I am trying to determine differentially expressed genes between different statuses using edgeR with the ANOVA-like approach. Our experiment is very similar to the mouse mammary gland experiment described in the edgeR user's guide. I can compare the three statuses for either the L cell type or the B cell type separately, as shown below:
> targets
CellType Status
B virgin
B virgin
B pregnant
B pregnant
B lactate
B lactate
L virgin
L virgin
L pregnant
L pregnant
L lactate
L lactate
> group <- factor(paste0(targets$CellType, ".", targets$Status))
> design <- model.matrix(~ 0 + group)
> fit <- glmQLFit(y, design, robust=TRUE)
> contrast <- makeContrasts(L.PvsL = L.pregnant - L.lactate,
L.VvsL = L.virgin - L.lactate,
L.VvsP = L.virgin - L.pregnant, levels=design)
> anova <- glmQLFTest(fit, contrast=contrast)
> topTags(anova, n=Inf, adjust.method = 'BH', sort.by = 'PValue')
However, I also want to find genes that are differentially expressed between the three statuses regardless of cell type.
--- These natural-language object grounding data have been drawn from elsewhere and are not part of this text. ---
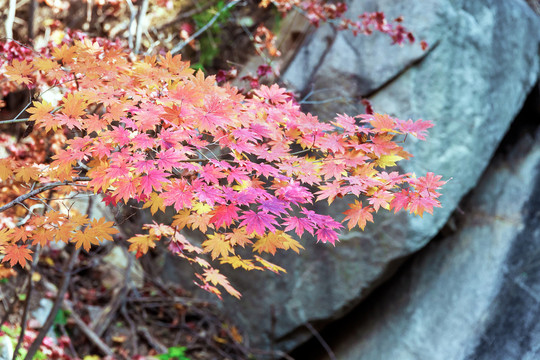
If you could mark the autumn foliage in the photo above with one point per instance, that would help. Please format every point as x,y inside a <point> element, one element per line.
<point>243,169</point>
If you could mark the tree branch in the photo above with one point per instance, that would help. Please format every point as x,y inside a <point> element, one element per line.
<point>27,303</point>
<point>20,199</point>
<point>180,46</point>
<point>68,269</point>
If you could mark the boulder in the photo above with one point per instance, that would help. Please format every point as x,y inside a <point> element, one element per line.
<point>472,294</point>
<point>473,80</point>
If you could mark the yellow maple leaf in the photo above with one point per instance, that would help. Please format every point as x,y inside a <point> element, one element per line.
<point>6,166</point>
<point>181,219</point>
<point>271,242</point>
<point>142,243</point>
<point>217,245</point>
<point>236,262</point>
<point>19,71</point>
<point>387,160</point>
<point>27,173</point>
<point>269,266</point>
<point>155,203</point>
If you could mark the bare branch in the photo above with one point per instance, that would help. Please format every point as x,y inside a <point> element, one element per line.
<point>20,199</point>
<point>140,19</point>
<point>88,332</point>
<point>27,303</point>
<point>319,338</point>
<point>67,271</point>
<point>132,14</point>
<point>181,45</point>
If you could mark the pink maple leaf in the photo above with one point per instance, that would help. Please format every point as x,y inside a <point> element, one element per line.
<point>258,222</point>
<point>153,179</point>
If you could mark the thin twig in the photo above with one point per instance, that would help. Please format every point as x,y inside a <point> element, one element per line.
<point>20,199</point>
<point>319,338</point>
<point>140,19</point>
<point>132,14</point>
<point>13,121</point>
<point>151,340</point>
<point>10,18</point>
<point>182,44</point>
<point>67,271</point>
<point>185,15</point>
<point>27,303</point>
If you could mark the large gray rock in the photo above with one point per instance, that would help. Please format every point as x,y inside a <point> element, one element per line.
<point>472,82</point>
<point>472,295</point>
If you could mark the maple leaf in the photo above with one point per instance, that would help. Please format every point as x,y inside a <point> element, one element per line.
<point>214,277</point>
<point>179,193</point>
<point>154,179</point>
<point>299,225</point>
<point>155,203</point>
<point>239,236</point>
<point>20,233</point>
<point>64,232</point>
<point>200,221</point>
<point>65,53</point>
<point>269,243</point>
<point>224,215</point>
<point>6,166</point>
<point>42,236</point>
<point>217,245</point>
<point>19,71</point>
<point>74,105</point>
<point>27,173</point>
<point>85,239</point>
<point>258,222</point>
<point>141,244</point>
<point>236,262</point>
<point>387,160</point>
<point>40,111</point>
<point>270,266</point>
<point>17,254</point>
<point>181,219</point>
<point>5,236</point>
<point>101,229</point>
<point>330,191</point>
<point>358,215</point>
To do this, I would like to compare the 4 virgin, 4 pregnant, and 4 lactate samples together. How can I achieve this using the design above?
I have tried the following design, but it sets one of the statuses as a reference, and none of the statuses should serve as a reference or control:
> design <- model.matrix(~cell_type + status)
> fit <- glmQLFit(y, design)
> anova <- glmQLFTest(fit, coef=3:4)
> topTags(anova, n=Inf, adjust.method = 'BH', sort.by='PValue')
Simply remove the cell type from the model.
If you do it this way, the dispersion estimates would be much higher than they should (as the cell type difference is not accounted for in the design).